GOITO: Mentre la comunità sikh si interroga sul da farsi, l’agente della Polizia locale di Goito che ha denunciato Singh Jatinder, ricostruisce quanto accadde quattro anni fa.
«Era primavera - ricorda il vigile urbano, ancora in servizio a Goito e che preferisce rimanere anonimo - e stavo facendo viabilità davanti alla scuola elementare del paese per sorvegliare l’uscita dei bambini. Erano le 13 quando vidi due indiani che stavano arrivando a piedi e che si fermano davanti a scuola, probabilmente per attendere qualche bambino da accompagnare a casa. Ad un tratto, notai un gruppo di mamme che si è subito spostato, come se volesse girare alla larga da quei due uomini.
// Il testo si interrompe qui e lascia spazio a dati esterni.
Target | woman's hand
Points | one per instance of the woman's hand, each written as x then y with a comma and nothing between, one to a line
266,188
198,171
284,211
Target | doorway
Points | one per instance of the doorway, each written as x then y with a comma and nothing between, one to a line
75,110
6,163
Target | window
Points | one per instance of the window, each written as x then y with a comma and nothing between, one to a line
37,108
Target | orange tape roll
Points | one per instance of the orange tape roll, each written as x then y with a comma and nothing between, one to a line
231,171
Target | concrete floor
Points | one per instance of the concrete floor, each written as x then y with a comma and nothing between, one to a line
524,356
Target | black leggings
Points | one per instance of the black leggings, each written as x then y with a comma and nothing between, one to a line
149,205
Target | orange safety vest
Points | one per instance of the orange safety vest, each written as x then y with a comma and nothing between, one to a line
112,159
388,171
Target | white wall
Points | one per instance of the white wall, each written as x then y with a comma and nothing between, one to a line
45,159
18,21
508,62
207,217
Una di loro mi si avvicinò: “Ha visto cosa ha quel signore?” mi disse. Risposi di no, ma quando guardai, mi accorsi che alla cintola aveva un pugnale che poi misurai, in ufficio: solo la lama era lunga 25 centimetri, 30 con il fodero. A quel punto invitai entrambi a seguirmi al comando; erano riluttanti a farlo e notai che solo l’accompagnatore parlava italiano, quello del pugnale no. A forza di insistere vennero con me».
Al processo, nel 2015, l’agente non andò perché in malattia: «Si presentò il mio collega - dice - che poi mi riferì che la procura aveva confermato il nostro sequestro e che il Tribunale aveva condannato l’indiano, comminandogli una multa di 2mila euro. Cosa penso della sentenza della Cassazione? Secondo me ha detto una cosa giusta: se per i sikh il pugnale è un segno religioso, da noi è considerato un’arma».